You’ve heard of “new math”? Bet you’ve never heard of “union-math” as calculated on those newfangled “working family” calculator thingamajigs (made in Cuba!).
Vancouver Province newspaper letter to the editor, May 9 2004
…And I love my job and I deserve my wage. I have swallowed my 14 per cent wage reduction, and so has my husband. Sorry if I sounded bitter, but that’s almost a 30 per cent wage reduction for my family.
Wow. The good news is that this woman doesn’t work for a bank or a pharmaceutical company. The bad news is that she’s a Hospital Employees Union member, and works at a hospital in British Columbia, Canada. Let’s hope she doesn’t work in the proctology department.

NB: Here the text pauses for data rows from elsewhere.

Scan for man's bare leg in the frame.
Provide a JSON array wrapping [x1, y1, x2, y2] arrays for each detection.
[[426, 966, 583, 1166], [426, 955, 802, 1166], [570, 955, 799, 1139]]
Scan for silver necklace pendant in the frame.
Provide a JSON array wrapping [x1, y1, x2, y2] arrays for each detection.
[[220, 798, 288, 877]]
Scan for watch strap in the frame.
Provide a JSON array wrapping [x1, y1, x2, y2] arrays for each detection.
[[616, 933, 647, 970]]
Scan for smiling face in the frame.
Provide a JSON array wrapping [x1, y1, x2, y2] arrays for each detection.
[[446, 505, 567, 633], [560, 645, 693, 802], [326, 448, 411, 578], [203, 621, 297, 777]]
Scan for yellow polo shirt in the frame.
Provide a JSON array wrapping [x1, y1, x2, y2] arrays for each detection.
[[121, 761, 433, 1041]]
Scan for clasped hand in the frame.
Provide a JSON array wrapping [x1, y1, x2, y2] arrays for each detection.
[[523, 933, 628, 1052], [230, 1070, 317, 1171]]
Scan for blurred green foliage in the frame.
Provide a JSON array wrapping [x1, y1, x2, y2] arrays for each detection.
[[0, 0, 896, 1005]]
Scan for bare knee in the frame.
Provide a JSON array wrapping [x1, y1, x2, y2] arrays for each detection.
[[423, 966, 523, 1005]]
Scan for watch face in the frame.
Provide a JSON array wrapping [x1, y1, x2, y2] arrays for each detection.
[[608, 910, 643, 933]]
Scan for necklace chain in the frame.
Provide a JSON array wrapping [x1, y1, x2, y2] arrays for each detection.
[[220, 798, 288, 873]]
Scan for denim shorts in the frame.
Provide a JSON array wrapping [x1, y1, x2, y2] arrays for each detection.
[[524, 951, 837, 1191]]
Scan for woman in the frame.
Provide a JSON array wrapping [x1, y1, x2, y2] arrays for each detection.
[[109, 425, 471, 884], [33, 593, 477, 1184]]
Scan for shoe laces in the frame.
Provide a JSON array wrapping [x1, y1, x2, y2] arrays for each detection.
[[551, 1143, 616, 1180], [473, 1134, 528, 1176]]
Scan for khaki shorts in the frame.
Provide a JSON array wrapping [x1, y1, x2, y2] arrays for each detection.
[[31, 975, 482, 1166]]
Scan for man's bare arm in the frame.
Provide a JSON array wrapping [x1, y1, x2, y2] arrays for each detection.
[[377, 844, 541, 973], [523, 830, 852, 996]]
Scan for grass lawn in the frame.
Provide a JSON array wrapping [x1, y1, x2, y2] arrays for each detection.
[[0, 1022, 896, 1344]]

This union-math is really different than the other kind of math—you know, the kind that’s right. But alas, this explains the appeal of the left, and why union negotiations drag on for so long and the union members are so ticked-off all the time.
And what union do newspaper editors belong to… or do they just have a sense of humor? Oh well at least they do a spell-check.
Let’s sit in on union-math class for a bit:
OK class, now if your family consisted of 5 people, and each one got a 20 percent cut in pay, then your family income would drop by 100 percent. You’d be making zero dollars as a family. This is what you call “the man really stickin’ it to ya”. If you each got a 25 percent cut in pay, then instead of paychecks, you’d be getting a bill to pay your employer. That’s why they invented the strike. Let’s say it together: Strike.
And let’s not forget yesterday’s lessons: Yale and Harvard graduate and President of the United States George Bush is a moron. Again: moron.